Department of Rheumatic Diseases, Tokyo Metropolitan Tama Medical Center, 2-8-29 Musashidai, Fuchu-shi, Tokyo, 183-8524, Japan.
Rheumatol Int. 2020 Dec;40(12):2039-2046. doi: 10.1007/s00296-020-04705-2. Epub 2020 Sep 23.
This study aimed to describe the utility of the neutrophil-to-lymphocyte ratio (NLR) for predicting bacterial infections in patients with rheumatoid arthritis (RA) treated with Tocilizumab (TCZ). We extracted RA patients treated with TCZ in whom an infection developed between April 2008 and March 2018 from our hospital database. We divided these patients into the bacterial infection and non-bacterial infection groups and compared their background, C-reactive protein (CRP) values, white blood cell count (WBC), the NLR at the time of infection diagnosis, and the ratio of the NLR at the time of infection diagnosis (post-NLR) to the NLR at baseline (pre-NLR). Of the 196 patients who received TCZ, 21 experienced a bacterial infection and 20 had a non-bacterial infection. The median CRP level, WBC count, post-NLR, and post-NLR/pre-NLR ratio in the bacterial infection group were significantly higher than in the non-bacterial infection group. In receiver operating characteristics (ROC) curve analysis for predicting bacterial infection, the area under the curve (AUC) for CRP, WBC, NLR, and the post-NLR/pre-NLR ratio were 0.787, 0.857, 0.887, and 0.975, respectively. The cut-off value of 2.25 for the post-NLR/pre-NLR ratio showed the greatest sensitivity (90.5%) and specificity (100%). The post-NLR/pre-NLR ratio may be a useful surrogate marker for predicting bacterial infections in patients with RA treated with TCZ.

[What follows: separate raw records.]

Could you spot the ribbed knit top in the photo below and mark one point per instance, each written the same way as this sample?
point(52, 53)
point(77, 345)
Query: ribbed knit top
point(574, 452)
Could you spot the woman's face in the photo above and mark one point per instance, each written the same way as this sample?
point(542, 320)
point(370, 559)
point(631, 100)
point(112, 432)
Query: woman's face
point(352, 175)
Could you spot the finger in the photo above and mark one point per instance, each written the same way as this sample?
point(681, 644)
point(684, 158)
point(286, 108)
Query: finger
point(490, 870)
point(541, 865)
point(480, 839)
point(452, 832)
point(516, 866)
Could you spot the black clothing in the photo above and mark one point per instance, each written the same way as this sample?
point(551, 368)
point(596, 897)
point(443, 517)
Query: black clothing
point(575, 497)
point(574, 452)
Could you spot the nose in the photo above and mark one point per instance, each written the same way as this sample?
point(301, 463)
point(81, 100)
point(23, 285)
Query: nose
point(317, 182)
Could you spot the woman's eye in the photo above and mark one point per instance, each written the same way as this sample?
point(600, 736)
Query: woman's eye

本研究旨在描述中性粒细胞与淋巴细胞比值(NLR)在预测接受托珠单抗(TCZ)治疗的类风湿关节炎(RA)患者细菌感染中的作用。我们从我院数据库中提取了 2008 年 4 月至 2018 年 3 月期间接受 TCZ 治疗且发生感染的 RA 患者。我们将这些患者分为细菌感染组和非细菌感染组,并比较了他们的背景、C 反应蛋白(CRP)值、白细胞计数(WBC)、感染诊断时的 NLR 值以及感染诊断时的 NLR 比值(后 NLR)与基线时的 NLR 比值(前 NLR)。在接受 TCZ 治疗的 196 例患者中,有 21 例发生了细菌感染,20 例发生了非细菌感染。细菌感染组的中位 CRP 水平、WBC 计数、后 NLR 值和后 NLR/前 NLR 比值均显著高于非细菌感染组。在预测细菌感染的受试者工作特征(ROC)曲线分析中,CRP、WBC、NLR 和后 NLR/前 NLR 比值的曲线下面积(AUC)分别为 0.787、0.857、0.887 和 0.975。后 NLR/前 NLR 比值的截断值为 2.25 时,具有最大的敏感性(90.5%)和特异性(100%)。后 NLR/前 NLR 比值可能是预测接受 TCZ 治疗的 RA 患者细菌感染的有用替代标志物。